On Monday 10 March 2003 06:48 am, Mark Weaver wrote:
et wrote:
On Monday 10 March 2003 07:17 am, Mark Weaver wrote:
Hi list,
I noticed this yesterday after receiving an error message from Mozilla that it couldn't send a message. So far I've been all over the filesystem every way I know how, but still can't find a reason for this condition.
So far I've phyiscally examined the filesystem with mc and du to see if I could find an extra large file somewhere, but nothing is popping out. The only thing on the "/" filesystem is everything but /var and /usr. I'm suspicious of the manner in which /mnt may be affecting the root filesystem.
Any ideas?
Filesystem Size Used Avail Use% Mounted on /dev/hda1 718M 674M 7.6M 99% / none 62M 0 61M 0% /dev/shm /dev/hda10 618M 308M 310M 50% /home /dev/hdc1 643M 611M 0 100% /mnt/arc /dev/hda11 3.5G 2.1G 1.2G 61% /mnt/arc_2 /dev/hda6 1.4G 1.4G 26M 99% /usr /dev/hda7 934M 538M 349M 61% /var /dev/hda9 3.9G 906M 2.8G 24% /var/ftp /dev/hda8 1.1G 179M 869M 18% /var/www
bud,,, each entry in /mnt takes about 4 bytes in the "/" filespace so I would bet that ai'nt it tried deleting (or cleaning) /tmp on boot?
Ha! My suspicions were correct. It "was" a problem with one if the dir's in /mnt. Following Stephens' suggestion I umounted everything mounted under /mnt and then ran the "du" command. /mnt showed up as weighing in at 609M. Just a few more bytes then 4, eh?
So, liberally wacking the contents of that directory, (which happened to be part of my mp3 collection) the weight if "/" is now back down to 10% or 66M.
The quesiton now is "why" was just /mnt/mp3 effecting "/" and not /mnt/arc (which is 650M and at 100%) or /mnt/arc_2 which is currently at 61% (2.1GB)?
By they way...thanks to all that responded. Your comments and suggestions helped me to elliminate possible causes and focus in the direction of the real culprit.
A little background info:
the dir's /mnt/arc, /mnt/arc_2, and /mnt/mp3 are shared over nfs and samba. while I don't have any trouble RW to ?mnt/arc, /mnt/arc_2 there were some problems with /mnt/mp3. It would only allow R access to the filesystem. Until yesterday when I shut down nfs and samba, umounted /mnt/mp3 and then chown'd /mnt/mp3 to user.root, and then chmod'd it to 777. Once that was done I was able to write to that partition from the client machines over nfs and samba, but I suspect that it was at that time when "/" began to be 100% full.
whats up with that?
You had /mnt/mp3 created locally instead of mounted remotely--when the remote mount is in place, it will overtake the local, but when it is not you will have a valid local directory (since it is defined as a directory to be a mount point.

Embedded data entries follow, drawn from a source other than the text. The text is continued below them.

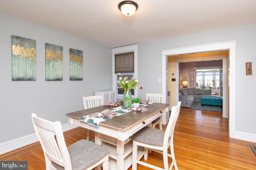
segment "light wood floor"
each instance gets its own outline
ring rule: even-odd
[[[229,138],[228,120],[221,115],[181,108],[174,134],[174,152],[179,170],[256,170],[256,156],[250,147],[256,144]],[[163,126],[164,130],[166,127]],[[64,132],[67,145],[86,138],[86,133],[87,130],[81,128]],[[91,133],[92,139],[94,133]],[[162,155],[152,152],[147,161],[163,167],[162,158]],[[45,169],[39,142],[0,155],[2,160],[28,161],[28,170]],[[171,158],[169,160],[170,162]],[[151,169],[138,165],[137,169]],[[132,170],[132,167],[128,170]]]

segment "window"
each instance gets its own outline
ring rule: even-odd
[[[124,54],[129,54],[128,57],[122,56]],[[131,56],[132,54],[132,56]],[[116,60],[116,57],[117,56]],[[122,59],[122,58],[123,58]],[[128,77],[130,78],[132,77],[138,77],[138,44],[116,47],[112,48],[112,89],[116,91],[116,98],[118,101],[123,99],[123,90],[119,89],[117,83],[119,77]],[[124,59],[124,60],[123,60]],[[123,60],[122,61],[122,60]],[[128,63],[124,64],[124,63]],[[116,64],[117,63],[117,64]],[[119,64],[118,64],[119,63]],[[129,68],[132,68],[130,70]],[[119,70],[120,69],[121,70]],[[133,96],[138,96],[138,88],[131,90]],[[119,99],[119,100],[118,100]]]
[[[115,54],[115,73],[134,72],[134,52]]]
[[[123,78],[124,77],[127,77],[128,78],[128,80],[130,80],[132,77],[134,77],[134,74],[133,73],[120,73],[120,74],[116,74],[116,75],[117,77],[116,78],[116,80],[118,80],[118,79],[119,78],[119,77],[122,77],[122,78]],[[117,92],[116,94],[121,94],[121,95],[123,94],[124,90],[120,89],[118,88],[118,84],[117,84],[117,82],[116,82],[116,88],[117,88],[116,90]],[[131,90],[131,92],[132,92],[132,95],[134,96],[134,89],[132,89]]]
[[[199,87],[203,85],[206,87],[212,87],[212,80],[214,80],[216,87],[220,86],[220,69],[196,70],[196,82]]]

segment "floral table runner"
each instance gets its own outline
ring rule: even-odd
[[[140,107],[137,108],[140,111],[147,111],[148,110],[144,106],[150,104],[148,103],[146,104],[140,104]],[[98,127],[99,124],[101,122],[110,119],[133,110],[133,108],[124,108],[123,106],[105,109],[102,112],[90,114],[80,118],[80,120],[84,122],[89,124]]]

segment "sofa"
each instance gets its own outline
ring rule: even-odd
[[[203,96],[212,96],[211,89],[194,88],[183,88],[179,91],[179,101],[181,107],[190,108],[194,102],[201,102]]]

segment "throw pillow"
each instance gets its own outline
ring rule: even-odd
[[[179,90],[179,94],[180,93],[180,96],[185,96],[185,94],[184,94],[183,92],[182,92],[182,90],[181,89],[180,89]]]
[[[184,94],[184,95],[186,96],[187,95],[189,95],[189,92],[188,92],[188,88],[182,88],[181,89],[181,90],[182,91],[182,92]]]
[[[195,94],[196,95],[202,95],[204,94],[204,92],[202,90],[198,90],[195,91]]]

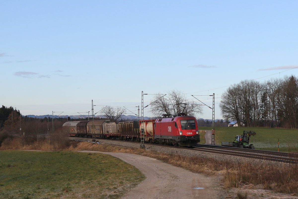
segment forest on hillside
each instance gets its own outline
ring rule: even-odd
[[[298,79],[241,81],[223,94],[220,107],[224,119],[239,126],[297,129]]]

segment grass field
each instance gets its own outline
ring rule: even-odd
[[[199,127],[200,130],[211,130],[211,127]],[[280,151],[297,152],[298,130],[297,129],[262,127],[216,127],[215,144],[220,145],[221,142],[233,142],[235,139],[235,136],[237,135],[242,135],[243,130],[252,130],[257,133],[256,135],[251,136],[250,143],[253,144],[256,149],[277,151],[279,139]],[[204,135],[204,134],[203,134]],[[203,137],[204,135],[201,136]],[[205,144],[204,141],[201,138],[201,144]]]
[[[116,198],[145,178],[133,166],[100,153],[7,150],[0,157],[1,199]]]

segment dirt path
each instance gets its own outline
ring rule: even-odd
[[[217,198],[215,185],[207,177],[153,158],[123,153],[78,151],[108,154],[133,165],[146,179],[121,199],[209,199]]]

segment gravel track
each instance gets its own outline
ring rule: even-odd
[[[156,159],[133,154],[98,153],[117,157],[135,167],[146,179],[121,199],[209,199],[219,198],[216,182],[198,173]]]

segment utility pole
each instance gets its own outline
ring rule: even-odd
[[[141,124],[140,127],[141,128],[140,129],[141,130],[141,145],[140,145],[140,148],[141,149],[145,149],[145,144],[144,141],[145,139],[144,136],[145,130],[144,128],[144,126],[143,125],[144,120],[144,94],[143,94],[143,91],[142,91],[142,100],[141,107],[141,118],[142,118],[141,119],[142,120],[142,122],[141,122]]]
[[[213,100],[212,103],[212,108],[211,108],[211,107],[207,105],[205,103],[204,103],[201,101],[199,100],[198,100],[198,98],[195,97],[195,96],[202,96],[202,95],[192,95],[191,96],[195,98],[197,100],[198,100],[199,101],[200,101],[201,103],[203,103],[204,105],[207,106],[209,107],[210,108],[212,109],[212,134],[211,135],[211,144],[212,145],[215,145],[215,142],[214,140],[214,138],[215,137],[215,116],[214,116],[214,108],[215,107],[215,97],[214,94],[213,94],[213,95],[208,95],[207,96],[212,96],[213,97]]]
[[[215,145],[215,142],[214,140],[215,137],[215,121],[214,115],[214,108],[215,108],[215,97],[214,94],[213,94],[213,102],[212,103],[212,135],[211,139],[211,144],[212,145]]]

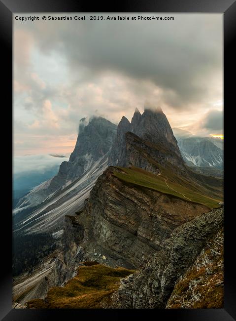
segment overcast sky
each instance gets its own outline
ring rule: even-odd
[[[118,123],[147,100],[172,127],[222,134],[223,15],[168,15],[174,20],[15,20],[15,155],[69,153],[81,118]]]

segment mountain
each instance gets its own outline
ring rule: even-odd
[[[89,147],[89,144],[87,146]],[[71,161],[76,159],[74,156],[70,159]],[[50,267],[50,274],[44,274],[46,282],[45,277],[43,280],[39,278],[33,284],[39,272],[29,277],[34,297],[37,289],[42,287],[45,290],[40,296],[42,301],[37,301],[38,304],[40,302],[41,307],[48,306],[49,301],[51,307],[63,307],[63,304],[60,305],[57,300],[59,297],[64,295],[66,302],[74,303],[79,292],[75,291],[73,284],[79,292],[84,291],[82,294],[90,293],[86,297],[88,301],[85,300],[89,307],[93,307],[92,302],[94,302],[89,301],[89,298],[93,297],[92,293],[94,294],[101,288],[105,292],[102,291],[102,294],[97,293],[97,302],[100,302],[98,298],[101,295],[107,294],[109,302],[103,303],[108,307],[117,307],[119,304],[124,306],[125,299],[122,299],[120,287],[116,294],[116,303],[112,301],[111,295],[117,287],[110,287],[113,285],[108,282],[104,288],[100,283],[104,285],[105,280],[108,281],[109,276],[118,278],[117,266],[137,270],[135,276],[128,277],[124,281],[129,286],[124,294],[128,295],[127,305],[135,308],[138,305],[140,307],[165,307],[174,282],[178,281],[181,273],[183,275],[192,266],[201,250],[211,241],[210,238],[221,227],[222,209],[218,208],[220,207],[219,203],[222,201],[222,180],[202,175],[186,164],[168,120],[160,108],[153,109],[146,106],[142,115],[136,110],[131,122],[123,117],[116,134],[114,134],[113,143],[103,158],[99,160],[105,160],[103,166],[105,170],[101,169],[101,164],[97,165],[96,182],[95,169],[90,168],[93,185],[90,185],[91,191],[83,200],[83,205],[82,202],[73,201],[73,205],[67,208],[67,198],[68,196],[70,204],[70,200],[81,197],[81,192],[76,191],[72,198],[70,193],[75,190],[73,187],[75,184],[80,186],[80,181],[83,175],[86,175],[87,171],[63,190],[63,198],[60,196],[61,193],[55,193],[53,197],[55,198],[45,201],[45,215],[41,212],[37,217],[36,211],[32,214],[31,219],[35,219],[33,229],[39,224],[40,228],[50,226],[51,232],[55,225],[58,230],[56,218],[59,211],[61,217],[67,214],[63,230],[60,228],[63,234],[57,258],[54,260],[54,267],[51,268],[48,261],[45,263]],[[107,163],[110,165],[108,167]],[[69,168],[65,168],[64,176],[67,177]],[[77,170],[71,169],[70,175]],[[87,177],[85,177],[84,181],[87,179]],[[57,202],[56,205],[54,200]],[[53,211],[54,214],[52,214]],[[207,213],[208,215],[204,216]],[[54,221],[50,220],[51,217]],[[201,217],[202,219],[199,218]],[[27,222],[25,222],[26,224]],[[30,225],[29,231],[32,229]],[[20,228],[20,225],[19,227]],[[159,260],[155,259],[156,256],[160,258]],[[97,267],[94,269],[92,266],[95,262]],[[104,268],[102,265],[112,270]],[[100,271],[99,276],[103,281],[94,279],[95,270]],[[40,267],[37,271],[43,273]],[[85,274],[81,279],[82,272]],[[128,271],[126,273],[133,274]],[[91,274],[94,276],[90,278]],[[138,281],[133,284],[132,278],[136,275]],[[121,281],[123,282],[122,280]],[[161,282],[163,287],[160,286]],[[139,284],[141,286],[138,287]],[[45,293],[45,289],[48,287],[60,286],[65,286],[66,289],[56,288],[54,292],[51,288],[48,294]],[[26,299],[20,290],[24,288],[25,291],[23,282],[17,282],[15,288],[21,298],[20,303],[24,303]],[[140,298],[145,297],[145,288],[148,289],[149,293],[142,306],[138,295],[140,293]],[[106,293],[108,289],[110,292]],[[132,293],[133,289],[135,295],[130,297],[129,293]],[[67,290],[74,300],[69,300],[67,296],[69,293]],[[94,300],[95,297],[93,297]],[[159,298],[160,304],[157,303]],[[36,307],[35,301],[29,304],[35,307],[35,303]],[[88,306],[86,304],[82,306]]]
[[[68,161],[58,174],[20,199],[14,210],[14,230],[38,233],[62,228],[63,217],[82,205],[107,166],[116,125],[101,117],[81,120]]]
[[[28,291],[30,301],[24,304],[19,293],[17,298],[16,291],[18,303],[14,306],[223,308],[223,208],[208,212],[176,228],[163,242],[163,249],[154,253],[141,269],[81,262],[74,277],[63,286],[51,287],[47,292],[48,282],[43,278],[37,288],[41,294],[39,299],[34,299],[32,293],[31,297]]]
[[[84,206],[65,218],[58,284],[83,260],[139,268],[177,226],[220,206],[222,180],[186,166],[160,109],[122,118],[108,162]]]
[[[183,158],[189,164],[223,169],[223,151],[207,138],[179,139],[178,146]]]
[[[167,161],[184,172],[185,163],[169,123],[160,108],[145,106],[141,115],[136,109],[131,122],[124,116],[109,158],[112,166],[140,167],[159,172]]]
[[[217,209],[176,228],[143,269],[121,280],[106,307],[223,308],[223,224]]]
[[[223,142],[214,137],[201,137],[173,128],[183,158],[189,166],[223,169]]]

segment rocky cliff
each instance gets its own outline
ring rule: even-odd
[[[169,123],[160,108],[136,109],[131,122],[124,117],[117,129],[108,164],[130,165],[156,172],[168,160],[183,172],[185,165]]]
[[[63,161],[58,174],[21,198],[14,211],[35,206],[53,193],[74,181],[94,164],[107,155],[116,134],[116,125],[101,117],[89,121],[82,119],[74,151],[68,161]]]
[[[116,176],[123,172],[108,167],[83,208],[66,217],[56,268],[58,284],[74,276],[83,260],[127,268],[143,266],[174,229],[209,210],[183,197],[127,184]]]
[[[222,284],[223,223],[223,210],[220,208],[176,228],[144,267],[121,280],[111,307],[165,308],[167,304],[169,308],[222,308],[223,293],[220,294],[218,286]],[[204,272],[201,271],[202,267]],[[217,276],[214,275],[216,270]],[[219,299],[215,302],[217,294]],[[204,305],[205,301],[211,306]]]
[[[107,166],[116,125],[101,117],[82,119],[74,151],[55,176],[27,194],[14,210],[19,233],[62,232],[63,218],[83,203]]]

You therefore did not have the remote mount working when you wrote to /mnt/mp3. Usually ro write to a remote nfs system when writes are blocked you have to check permissions on BOTH machines, and define a way for a write to happen... Check the remote mount through remote linuxconf or webmin.
Civileme
Thanks guys. what you're saying makes a great deal of sense.